Kurz zusammengefasst
- Aphos GmbH wird neuer Partner
- Forschung zu ClickOnce-Missbrauch veröffentlicht
- Aktie mit 53 Prozent Jahresplus
- Aktiensplit für Juli angekündigt
CrowdStrike startet mit einem leichten Minus in den Freitag. Die Aktie notiert bei 594,50 Euro, ein Rückgang von 0,65 Prozent. Die wichtige Nachricht liegt woanders: Der Cybersecurity-Spezialist baut sein europäisches Partnernetz aus und zeigt technische Führungsstärke.
Expansion in regulierte Märkte
Der deutsche IT-Sicherheitsdienstleister Aphos GmbH ist offiziell CrowdStrike-Partner geworden. Aphos beliefert vor allem Behörden und Großorganisationen. Künftig integriert das Unternehmen die KI-gestützte Falcon-Plattform in sein Angebot. Im Fokus stehen Endpunktsicherheit, Identitätsschutz und automatisierte Incident-Response.
Die Kooperation ist kein Einzelfall. Erst diese Woche standardisierte Grant Thornton Advisors seine Managed-Security-Dienste global auf der Falcon-Plattform. CrowdStrike setzt damit konsequent auf den Ausbau seines Ökosystems – sowohl bei spezialisierten Resellern als auch bei großen Beratungshäusern.
Schwachstellenforschung als Wettbewerbsvorteil
Parallel zur Vertriebsoffensive liefert die Forschungsabteilung des Unternehmens technische Tiefe. Am 18. Juni veröffentlichte CrowdStrike eine zweiteilige Analyse zum Missbrauch von Microsofts ClickOnce-Technologie.
Die Studie zeigt, wie Angreifer diesen Mechanismus nutzen, um Malware zu verbreiten und in Unternehmensnetzwerken Fuß zu fassen. CrowdStrike dokumentiert bislang unbekannte Methoden. Das Ziel: die eigenen Erkennungsalgorithmen schärfen. Ein klarer „technischer Burggraben“ für die Falcon-Plattform.

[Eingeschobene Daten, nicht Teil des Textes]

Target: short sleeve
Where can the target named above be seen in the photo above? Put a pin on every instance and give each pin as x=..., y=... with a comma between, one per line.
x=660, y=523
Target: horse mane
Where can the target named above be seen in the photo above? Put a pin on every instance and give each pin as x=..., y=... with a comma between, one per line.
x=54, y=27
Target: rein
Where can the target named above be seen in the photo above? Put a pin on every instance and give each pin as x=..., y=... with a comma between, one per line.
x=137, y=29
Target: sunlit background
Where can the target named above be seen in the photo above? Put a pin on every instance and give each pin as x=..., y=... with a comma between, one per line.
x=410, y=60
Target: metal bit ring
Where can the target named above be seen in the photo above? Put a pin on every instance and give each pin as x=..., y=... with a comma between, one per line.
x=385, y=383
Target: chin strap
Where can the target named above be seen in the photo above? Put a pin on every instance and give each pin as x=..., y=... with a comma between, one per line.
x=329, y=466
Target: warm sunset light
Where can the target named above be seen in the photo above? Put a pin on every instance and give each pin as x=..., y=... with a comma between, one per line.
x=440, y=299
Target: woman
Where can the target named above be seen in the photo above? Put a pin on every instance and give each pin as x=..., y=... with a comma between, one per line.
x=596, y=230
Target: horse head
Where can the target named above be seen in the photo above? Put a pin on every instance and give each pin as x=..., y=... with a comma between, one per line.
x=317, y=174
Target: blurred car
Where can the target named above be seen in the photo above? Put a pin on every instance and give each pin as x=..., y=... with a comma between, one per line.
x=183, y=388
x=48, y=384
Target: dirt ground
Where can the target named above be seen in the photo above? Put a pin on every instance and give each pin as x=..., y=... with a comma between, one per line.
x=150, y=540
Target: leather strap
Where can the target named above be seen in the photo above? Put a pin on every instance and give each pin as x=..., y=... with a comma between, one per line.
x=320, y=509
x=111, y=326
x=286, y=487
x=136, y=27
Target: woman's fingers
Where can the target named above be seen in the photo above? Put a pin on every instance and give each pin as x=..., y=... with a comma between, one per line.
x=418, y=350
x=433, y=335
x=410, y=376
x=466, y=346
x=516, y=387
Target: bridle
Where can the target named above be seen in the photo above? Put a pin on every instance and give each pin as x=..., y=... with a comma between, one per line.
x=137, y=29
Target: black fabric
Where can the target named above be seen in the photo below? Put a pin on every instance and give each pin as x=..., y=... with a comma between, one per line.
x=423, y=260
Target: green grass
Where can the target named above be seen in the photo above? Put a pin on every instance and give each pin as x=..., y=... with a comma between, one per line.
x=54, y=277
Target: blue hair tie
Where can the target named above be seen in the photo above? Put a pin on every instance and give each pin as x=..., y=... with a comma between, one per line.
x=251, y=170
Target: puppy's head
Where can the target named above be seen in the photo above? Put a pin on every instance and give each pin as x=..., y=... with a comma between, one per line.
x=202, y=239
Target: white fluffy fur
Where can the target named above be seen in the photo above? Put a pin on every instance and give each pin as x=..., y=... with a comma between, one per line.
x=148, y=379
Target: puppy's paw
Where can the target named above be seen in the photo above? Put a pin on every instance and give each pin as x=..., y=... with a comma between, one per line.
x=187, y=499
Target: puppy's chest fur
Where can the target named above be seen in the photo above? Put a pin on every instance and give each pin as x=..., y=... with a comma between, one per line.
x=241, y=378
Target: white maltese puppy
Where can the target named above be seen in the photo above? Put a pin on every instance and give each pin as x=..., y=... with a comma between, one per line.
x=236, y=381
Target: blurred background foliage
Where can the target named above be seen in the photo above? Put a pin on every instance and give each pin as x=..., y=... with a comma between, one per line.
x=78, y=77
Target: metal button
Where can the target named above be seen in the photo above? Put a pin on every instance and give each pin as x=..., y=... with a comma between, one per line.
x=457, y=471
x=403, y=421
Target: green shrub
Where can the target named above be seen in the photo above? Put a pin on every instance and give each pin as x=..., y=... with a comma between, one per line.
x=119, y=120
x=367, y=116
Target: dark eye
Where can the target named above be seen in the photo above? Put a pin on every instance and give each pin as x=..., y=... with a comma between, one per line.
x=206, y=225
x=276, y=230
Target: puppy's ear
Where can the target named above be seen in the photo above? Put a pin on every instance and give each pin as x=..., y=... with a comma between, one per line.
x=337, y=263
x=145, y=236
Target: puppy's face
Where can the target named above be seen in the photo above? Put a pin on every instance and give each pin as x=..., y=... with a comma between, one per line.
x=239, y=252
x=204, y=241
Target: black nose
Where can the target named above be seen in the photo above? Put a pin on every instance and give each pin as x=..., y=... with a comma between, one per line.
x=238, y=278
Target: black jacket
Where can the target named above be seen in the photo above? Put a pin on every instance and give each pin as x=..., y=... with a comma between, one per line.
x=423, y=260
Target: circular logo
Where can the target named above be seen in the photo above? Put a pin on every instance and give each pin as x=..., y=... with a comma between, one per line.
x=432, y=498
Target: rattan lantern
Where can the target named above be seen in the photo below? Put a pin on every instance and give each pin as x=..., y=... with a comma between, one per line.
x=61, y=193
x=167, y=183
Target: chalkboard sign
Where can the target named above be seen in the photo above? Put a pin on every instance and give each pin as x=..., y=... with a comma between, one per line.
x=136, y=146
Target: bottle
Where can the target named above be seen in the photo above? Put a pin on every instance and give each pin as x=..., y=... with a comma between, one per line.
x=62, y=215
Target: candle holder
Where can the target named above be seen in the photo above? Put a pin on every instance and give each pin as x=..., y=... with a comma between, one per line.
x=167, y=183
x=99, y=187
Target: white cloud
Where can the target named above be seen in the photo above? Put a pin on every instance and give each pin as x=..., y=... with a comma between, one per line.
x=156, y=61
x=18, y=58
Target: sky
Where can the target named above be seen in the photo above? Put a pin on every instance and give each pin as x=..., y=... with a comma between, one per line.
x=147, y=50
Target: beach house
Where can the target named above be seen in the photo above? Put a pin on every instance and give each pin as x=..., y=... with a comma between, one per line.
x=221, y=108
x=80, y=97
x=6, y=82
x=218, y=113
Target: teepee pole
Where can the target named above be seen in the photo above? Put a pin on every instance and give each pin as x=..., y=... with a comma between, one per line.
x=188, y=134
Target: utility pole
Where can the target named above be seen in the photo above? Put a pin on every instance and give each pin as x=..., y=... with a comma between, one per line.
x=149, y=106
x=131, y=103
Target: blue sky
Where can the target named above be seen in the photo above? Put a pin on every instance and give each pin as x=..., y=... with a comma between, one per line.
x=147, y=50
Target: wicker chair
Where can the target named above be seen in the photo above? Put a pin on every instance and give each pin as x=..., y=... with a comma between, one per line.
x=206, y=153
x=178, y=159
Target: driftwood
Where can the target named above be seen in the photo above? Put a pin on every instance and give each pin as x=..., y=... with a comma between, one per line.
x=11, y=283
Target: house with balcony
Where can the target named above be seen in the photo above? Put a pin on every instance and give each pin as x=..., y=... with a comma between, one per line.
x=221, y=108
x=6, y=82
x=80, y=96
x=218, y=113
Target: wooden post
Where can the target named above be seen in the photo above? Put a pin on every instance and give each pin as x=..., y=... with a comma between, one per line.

Aktie im neutralen Bereich
Die Aktie liegt mit einem Jahresplus von 53,54 Prozent klar über dem Technologiesektor (+41,75 Prozent). Vom Juni-Hoch bei 674,70 Euro hat sie sich um knapp zwölf Prozent entfernt. Der RSI von 58,3 signalisiert weder Überkauft noch Überverkauft. Bewegungen von CEO George Kurtz sorgten für Diskussionen: Er verkaufte Aktien im Wert von rund 2,1 Millionen Dollar.
Im Juli steht der angekündigte Aktiensplit an. Die Maßnahme soll die Liquidität erhöhen und den Einstieg für Privatanleger erleichtern. Davor liegt Ende Juni das „CrowdStrike 24 Hours of Spa“-Event – eine prestigeträchtige Plattform für den weiteren Markenausbau.